At present, the polymers of drug eluting stents cause inflammation of the tissue during degradation and may cause thrombosis. In the prior art, antithrombotic drugs such as antithrombotic drugs and the like are added on the drug-loaded layer, but when the drug-loaded layer contains more than one drug component, the problem of high and low drug release speed is involved, so that the effect of the drugs is influenced.
Disclosure of Invention
Technical problem to be solved
In view of the above disadvantages and shortcomings of the prior art, the present invention provides an elution stent based on a ginsenoside composite coating, wherein various drugs are arranged on a drug-loaded layer in an optimal compatibility state by an electrostatic spinning interweaving manner on the drug-loaded layer, so that the drug-loaded layer can exert better drug effect in a release process.
(II) technical scheme
In order to achieve the purpose, the invention adopts the main technical scheme that:
the invention provides an elution bracket based on a ginsenoside composite coating, which comprises an elution metal bracket and a drug-loaded layer arranged on the outer side of the elution bracket;
the drug-carrying layer is mainly prepared from paclitaxel, chitosan, antithrombotic drugs and polyacrylate.

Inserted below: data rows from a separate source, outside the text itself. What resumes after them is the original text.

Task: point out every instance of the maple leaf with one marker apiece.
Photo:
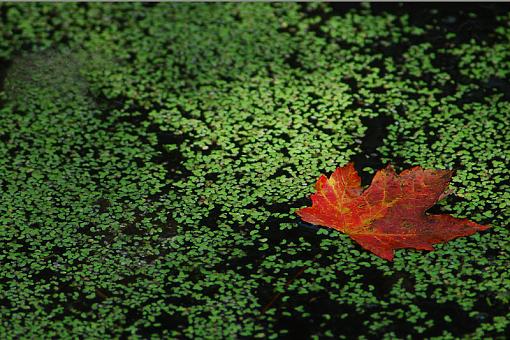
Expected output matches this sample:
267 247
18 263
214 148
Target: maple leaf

The preparation method of the drug-loaded layer comprises the following steps:
a first spinning solution consisting of paclitaxel, chitosan and polyacrylate;
a second spinning solution consisting of ginsenoside Rg3 and polyacrylate;
and (3) mutually interweaving the first spinning solution and the second spinning solution on the outer side of the metal support through a double-end electrostatic spinning machine to spin an electrostatic spinning layer, uniformly spraying an antithrombotic drug solution after the first spinning solution is spun, and continuing spinning the second spinning solution to prepare a drug-loaded layer.

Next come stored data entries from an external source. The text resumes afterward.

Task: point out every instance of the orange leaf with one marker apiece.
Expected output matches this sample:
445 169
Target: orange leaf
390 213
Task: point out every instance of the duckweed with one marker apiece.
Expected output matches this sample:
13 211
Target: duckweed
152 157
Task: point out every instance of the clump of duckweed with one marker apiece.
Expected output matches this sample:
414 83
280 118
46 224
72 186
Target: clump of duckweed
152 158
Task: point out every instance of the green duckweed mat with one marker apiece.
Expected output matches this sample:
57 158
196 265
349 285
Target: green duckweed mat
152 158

Wherein the polyacrylate can be dissolved in tetrahydrofuran to obtain solution, and then paclitaxel and chitosan are dissolved therein. The chitosan and the polyacrylate play a role in crosslinking and curing, and the chitosan can relieve the damage of other high molecular polymers to the organism.
The anti-thrombotic drug solution may be a heparin solution.
Optionally, the mass concentrations of paclitaxel and chitosan in the first spinning solution are 0.5-1.2% and 30-40%, respectively.
Optionally, the mass concentration of the ginsenoside Rg3 in the second spinning solution is 40-50%.
Optionally, the spinning weight ratio of the first spinning solution to the second spinning solution is 1: 2 to 4.
Optionally, the weight of the sprayed antithrombotic drug liquid is 10 to 20% of the first spinning solution.
Optionally, the eluting stent is a vascular drug eluting stent.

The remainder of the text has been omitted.